Both sides seemingly took on a defensive posture during the negotiation, eager to protect their core defensive interests, namely the integrity of the Single Market for the EU and the sovereignty of its legal jurisdiction for the UK. The EU under Chief Negotiator Michel Barnier was adamant throughout in proposing a menu of options (from a basic FTA to a proper customs union) that reflected the clear trade-off between single market access and policy sovereignty. It was up to Boris Johnson to decide which one of these options respected the spirit of the Leave vote while remaining acceptable to the various factions of his internally divided Tory party.
This logic allowed both sides to reach a compromise on the thorny issues of fishing quotas, state aid and regulatory alignment and sign a TCA that smoothens the cliff edge in their commercial and political relations, erects a new institutional framework, and sets a roadmap for the future. However, as is typical of tough EU negotiations, both sides agreed to “kick the can down the road” in a number of key areas, such as fisheries, subsidies, financial services, technical standards and professional services through vague stipulations of rebalancing, equivalence and renegotiation. For example, in the area of financial services, where the UK maintains a substantial trade surplus vis-à-vis the EU, passporting rights that had previously allowed UK-based firms to sell their services in the EU without the need for further regulatory clearances have now expired and UK financial firms will have to renegotiate access with individual EU member-states or rely on equivalence decisions.

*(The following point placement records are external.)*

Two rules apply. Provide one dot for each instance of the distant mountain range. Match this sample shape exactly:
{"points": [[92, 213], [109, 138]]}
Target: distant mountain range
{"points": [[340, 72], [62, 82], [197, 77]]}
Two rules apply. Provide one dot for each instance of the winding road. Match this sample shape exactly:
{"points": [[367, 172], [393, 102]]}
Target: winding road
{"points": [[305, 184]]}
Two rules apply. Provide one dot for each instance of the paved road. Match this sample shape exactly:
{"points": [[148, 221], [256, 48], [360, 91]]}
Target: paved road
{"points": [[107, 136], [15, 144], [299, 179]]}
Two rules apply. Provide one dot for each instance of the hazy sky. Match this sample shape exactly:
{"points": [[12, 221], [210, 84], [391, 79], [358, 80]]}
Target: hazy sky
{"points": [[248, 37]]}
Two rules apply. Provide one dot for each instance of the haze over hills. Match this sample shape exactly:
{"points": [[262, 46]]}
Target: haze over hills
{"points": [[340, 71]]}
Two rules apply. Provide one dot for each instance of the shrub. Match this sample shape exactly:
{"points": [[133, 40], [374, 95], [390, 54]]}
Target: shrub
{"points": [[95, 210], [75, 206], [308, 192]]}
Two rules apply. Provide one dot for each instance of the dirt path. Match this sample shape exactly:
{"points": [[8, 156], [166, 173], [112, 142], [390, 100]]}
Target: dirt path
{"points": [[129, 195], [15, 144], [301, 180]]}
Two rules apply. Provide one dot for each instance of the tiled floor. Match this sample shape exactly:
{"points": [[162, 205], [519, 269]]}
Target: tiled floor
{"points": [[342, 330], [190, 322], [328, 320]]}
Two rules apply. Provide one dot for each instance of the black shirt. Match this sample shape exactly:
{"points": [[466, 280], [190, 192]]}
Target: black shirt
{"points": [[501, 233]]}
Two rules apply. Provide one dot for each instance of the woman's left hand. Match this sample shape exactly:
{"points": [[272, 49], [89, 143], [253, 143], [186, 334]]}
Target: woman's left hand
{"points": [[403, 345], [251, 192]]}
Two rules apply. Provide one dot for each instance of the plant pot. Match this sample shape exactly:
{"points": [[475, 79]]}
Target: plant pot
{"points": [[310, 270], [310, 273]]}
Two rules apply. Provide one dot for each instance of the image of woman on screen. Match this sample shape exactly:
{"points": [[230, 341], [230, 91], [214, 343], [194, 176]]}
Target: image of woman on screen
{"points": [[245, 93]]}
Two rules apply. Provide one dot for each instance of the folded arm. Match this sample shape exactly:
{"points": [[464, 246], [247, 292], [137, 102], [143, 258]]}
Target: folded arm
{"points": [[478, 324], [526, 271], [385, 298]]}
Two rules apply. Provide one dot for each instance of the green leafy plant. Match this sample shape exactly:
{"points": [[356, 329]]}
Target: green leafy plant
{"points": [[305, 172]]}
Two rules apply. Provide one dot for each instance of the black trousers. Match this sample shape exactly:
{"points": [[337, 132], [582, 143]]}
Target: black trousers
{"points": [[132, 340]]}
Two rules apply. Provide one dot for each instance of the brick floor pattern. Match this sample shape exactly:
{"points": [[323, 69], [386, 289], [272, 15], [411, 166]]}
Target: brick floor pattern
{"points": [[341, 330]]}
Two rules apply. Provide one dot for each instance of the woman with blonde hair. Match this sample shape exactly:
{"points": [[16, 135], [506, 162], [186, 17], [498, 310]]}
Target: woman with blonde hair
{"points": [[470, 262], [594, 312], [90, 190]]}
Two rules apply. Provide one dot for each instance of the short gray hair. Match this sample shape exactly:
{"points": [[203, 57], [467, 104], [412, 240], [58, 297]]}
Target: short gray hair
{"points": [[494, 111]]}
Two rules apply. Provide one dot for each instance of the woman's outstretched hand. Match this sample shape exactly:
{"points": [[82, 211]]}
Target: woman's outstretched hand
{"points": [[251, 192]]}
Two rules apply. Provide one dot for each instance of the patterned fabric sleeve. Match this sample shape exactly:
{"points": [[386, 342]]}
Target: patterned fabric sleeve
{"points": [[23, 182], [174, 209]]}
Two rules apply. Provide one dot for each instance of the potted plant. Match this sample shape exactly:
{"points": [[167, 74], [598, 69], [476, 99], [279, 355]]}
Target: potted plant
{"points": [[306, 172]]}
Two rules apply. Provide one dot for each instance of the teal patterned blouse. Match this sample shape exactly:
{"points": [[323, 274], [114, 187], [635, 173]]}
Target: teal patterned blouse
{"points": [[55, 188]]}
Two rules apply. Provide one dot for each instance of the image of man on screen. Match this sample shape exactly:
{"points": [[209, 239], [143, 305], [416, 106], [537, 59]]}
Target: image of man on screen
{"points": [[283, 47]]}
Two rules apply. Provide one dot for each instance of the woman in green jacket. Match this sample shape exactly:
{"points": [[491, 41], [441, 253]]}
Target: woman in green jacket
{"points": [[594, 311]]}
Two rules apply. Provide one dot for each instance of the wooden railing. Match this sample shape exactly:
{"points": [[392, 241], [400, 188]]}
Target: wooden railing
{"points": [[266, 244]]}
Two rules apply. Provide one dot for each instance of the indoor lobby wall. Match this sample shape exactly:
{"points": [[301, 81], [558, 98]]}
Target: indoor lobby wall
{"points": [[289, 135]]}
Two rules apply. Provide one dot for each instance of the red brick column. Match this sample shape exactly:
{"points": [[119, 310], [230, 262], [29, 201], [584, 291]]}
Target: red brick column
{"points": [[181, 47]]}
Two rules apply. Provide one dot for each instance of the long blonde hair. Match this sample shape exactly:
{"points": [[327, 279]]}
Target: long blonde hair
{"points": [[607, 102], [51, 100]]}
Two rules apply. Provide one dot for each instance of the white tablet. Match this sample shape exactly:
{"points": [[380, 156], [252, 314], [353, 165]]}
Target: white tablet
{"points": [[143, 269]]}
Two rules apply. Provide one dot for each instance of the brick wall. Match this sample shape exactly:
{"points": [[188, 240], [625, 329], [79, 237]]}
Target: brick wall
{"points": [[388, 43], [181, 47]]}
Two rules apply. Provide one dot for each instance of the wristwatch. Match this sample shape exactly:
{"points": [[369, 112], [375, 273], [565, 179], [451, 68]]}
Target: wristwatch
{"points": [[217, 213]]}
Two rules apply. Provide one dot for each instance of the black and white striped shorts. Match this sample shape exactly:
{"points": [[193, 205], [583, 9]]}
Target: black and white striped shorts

The negotiation of a such a broad and deep trade agreement – unlike any other such EU agreement with third countries – within the short stretch of nine months is a remarkable achievement in its own right. And yet, that should not divert our attention from the fact that the British ended up with a much harsher version of Brexit than originally envisioned, one that compared to the status quo ante of EU membership introduces substantial friction in commercial and political relations – not only across the English Channel but also the Irish Sea – and is bound to impose a hefty toll on its economy. With several issues that were previously regulated by EU treaties remaining unresolved, only time will tell whether the two sides will gradually align closer or get bogged down in perpetual Swiss-like bilateral negotiations.
Nikitas Konstantinidis is assistant professor in international and comparative political economy at IE University’s School of Global & Public Affairs.